Getting started with perchance-tools

Collection of tools to write files in the perchance language.

This program contains several scripts to help with the creation of perchance files. Perchance is a language that facilitates the generation of natural text in several languages.

The main purpose of this script is to transform a list of words into perchance data structures.

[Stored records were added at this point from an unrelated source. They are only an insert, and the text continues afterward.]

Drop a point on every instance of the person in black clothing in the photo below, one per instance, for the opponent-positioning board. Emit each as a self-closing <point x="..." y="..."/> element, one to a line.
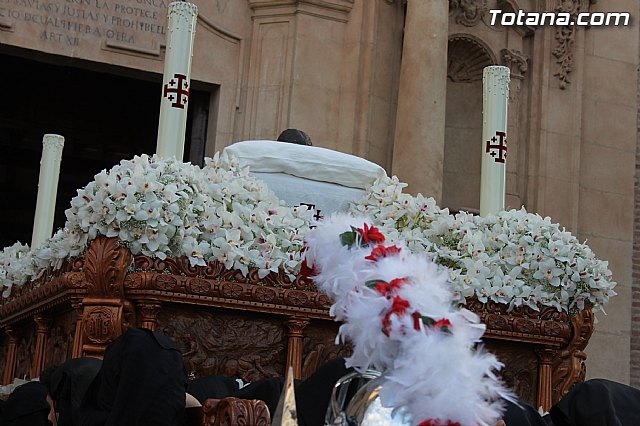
<point x="26" y="406"/>
<point x="66" y="385"/>
<point x="142" y="382"/>
<point x="312" y="394"/>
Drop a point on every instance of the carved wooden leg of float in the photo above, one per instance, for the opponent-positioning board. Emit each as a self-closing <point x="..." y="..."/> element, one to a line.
<point x="105" y="267"/>
<point x="545" y="377"/>
<point x="10" y="367"/>
<point x="78" y="336"/>
<point x="43" y="326"/>
<point x="296" y="327"/>
<point x="149" y="311"/>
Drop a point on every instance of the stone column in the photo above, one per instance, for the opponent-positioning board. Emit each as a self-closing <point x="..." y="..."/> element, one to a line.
<point x="76" y="304"/>
<point x="43" y="325"/>
<point x="149" y="311"/>
<point x="545" y="377"/>
<point x="294" y="351"/>
<point x="418" y="148"/>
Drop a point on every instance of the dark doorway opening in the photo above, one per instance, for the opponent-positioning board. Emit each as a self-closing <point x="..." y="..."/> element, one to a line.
<point x="104" y="118"/>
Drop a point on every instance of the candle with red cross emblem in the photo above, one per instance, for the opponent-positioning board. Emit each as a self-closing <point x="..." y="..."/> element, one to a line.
<point x="495" y="81"/>
<point x="177" y="79"/>
<point x="47" y="189"/>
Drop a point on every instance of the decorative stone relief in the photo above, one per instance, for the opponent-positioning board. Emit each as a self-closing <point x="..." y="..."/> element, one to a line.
<point x="565" y="37"/>
<point x="220" y="343"/>
<point x="467" y="12"/>
<point x="516" y="61"/>
<point x="466" y="59"/>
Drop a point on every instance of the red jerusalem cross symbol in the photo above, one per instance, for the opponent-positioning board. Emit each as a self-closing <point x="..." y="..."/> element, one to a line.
<point x="501" y="147"/>
<point x="177" y="91"/>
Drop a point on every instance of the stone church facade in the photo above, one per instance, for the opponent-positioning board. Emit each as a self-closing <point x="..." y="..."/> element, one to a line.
<point x="396" y="82"/>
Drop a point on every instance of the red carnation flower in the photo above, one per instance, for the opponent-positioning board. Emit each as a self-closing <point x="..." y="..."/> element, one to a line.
<point x="436" y="422"/>
<point x="371" y="235"/>
<point x="399" y="307"/>
<point x="381" y="251"/>
<point x="443" y="324"/>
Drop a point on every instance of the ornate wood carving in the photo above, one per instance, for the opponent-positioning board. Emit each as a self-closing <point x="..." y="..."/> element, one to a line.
<point x="467" y="58"/>
<point x="105" y="266"/>
<point x="565" y="37"/>
<point x="4" y="350"/>
<point x="569" y="366"/>
<point x="78" y="335"/>
<point x="520" y="371"/>
<point x="24" y="351"/>
<point x="468" y="12"/>
<point x="14" y="334"/>
<point x="43" y="326"/>
<point x="296" y="328"/>
<point x="548" y="326"/>
<point x="319" y="347"/>
<point x="545" y="373"/>
<point x="213" y="271"/>
<point x="235" y="412"/>
<point x="59" y="345"/>
<point x="516" y="61"/>
<point x="250" y="347"/>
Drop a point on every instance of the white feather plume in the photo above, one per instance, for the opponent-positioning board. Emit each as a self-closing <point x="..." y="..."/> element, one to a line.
<point x="397" y="311"/>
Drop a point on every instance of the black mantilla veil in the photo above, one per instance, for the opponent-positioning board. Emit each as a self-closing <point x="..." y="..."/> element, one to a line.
<point x="67" y="384"/>
<point x="26" y="406"/>
<point x="598" y="402"/>
<point x="142" y="382"/>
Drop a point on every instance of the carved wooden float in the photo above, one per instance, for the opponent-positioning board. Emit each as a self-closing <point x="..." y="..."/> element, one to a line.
<point x="245" y="326"/>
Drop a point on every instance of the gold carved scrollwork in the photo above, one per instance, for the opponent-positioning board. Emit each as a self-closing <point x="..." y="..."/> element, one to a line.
<point x="569" y="366"/>
<point x="149" y="311"/>
<point x="296" y="328"/>
<point x="516" y="61"/>
<point x="101" y="323"/>
<point x="545" y="377"/>
<point x="565" y="36"/>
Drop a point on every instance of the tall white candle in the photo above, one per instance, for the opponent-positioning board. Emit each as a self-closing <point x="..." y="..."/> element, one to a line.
<point x="495" y="81"/>
<point x="47" y="189"/>
<point x="176" y="84"/>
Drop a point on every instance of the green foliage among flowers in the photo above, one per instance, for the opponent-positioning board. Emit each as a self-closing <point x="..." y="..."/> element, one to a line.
<point x="166" y="208"/>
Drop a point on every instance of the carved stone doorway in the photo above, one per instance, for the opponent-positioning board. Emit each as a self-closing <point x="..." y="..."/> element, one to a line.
<point x="104" y="116"/>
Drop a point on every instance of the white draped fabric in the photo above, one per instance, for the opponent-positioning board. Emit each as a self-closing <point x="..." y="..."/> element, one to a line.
<point x="300" y="174"/>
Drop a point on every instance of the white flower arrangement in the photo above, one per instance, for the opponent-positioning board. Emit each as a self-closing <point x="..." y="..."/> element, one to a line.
<point x="396" y="309"/>
<point x="515" y="257"/>
<point x="164" y="208"/>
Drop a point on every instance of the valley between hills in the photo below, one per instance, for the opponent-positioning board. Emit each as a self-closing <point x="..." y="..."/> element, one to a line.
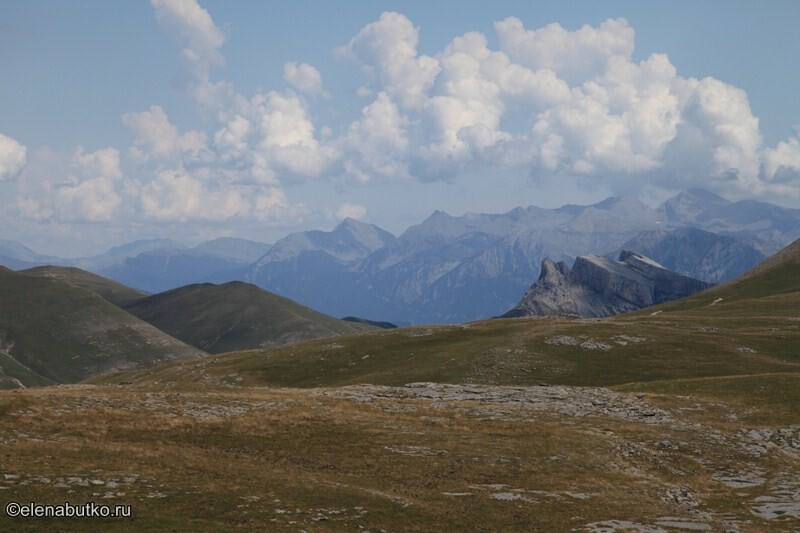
<point x="679" y="417"/>
<point x="215" y="406"/>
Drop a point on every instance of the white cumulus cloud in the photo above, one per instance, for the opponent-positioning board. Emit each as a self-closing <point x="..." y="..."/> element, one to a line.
<point x="12" y="157"/>
<point x="157" y="137"/>
<point x="387" y="48"/>
<point x="304" y="78"/>
<point x="191" y="26"/>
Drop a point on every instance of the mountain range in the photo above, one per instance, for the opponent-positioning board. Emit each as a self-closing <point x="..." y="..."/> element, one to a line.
<point x="597" y="286"/>
<point x="454" y="269"/>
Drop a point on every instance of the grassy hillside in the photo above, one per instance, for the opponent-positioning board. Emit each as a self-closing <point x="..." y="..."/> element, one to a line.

The assumption is that the list of words was provided from a thesaurus in markdown format.

Workflow example

Digitization

The data source should be a markdown file with a structure similar to the one below:

# Cinq sens

## Vue

### Verbes

admirer
voir
zieuter

### Noms

agencement
uniformité
vision
visualisation

### Adjectifs

affreux
versicolore
vif
vilain
visible

## Toucher

### Verbes

affleurer
appuyer
attoucher
caresser

That is, words are listed inside a hierarchy of categories where they belong to.

If you have this data in a physical or digital book, you can make use of digital-note to convert it to text and them make the necessary modifications to put it in the markdown format.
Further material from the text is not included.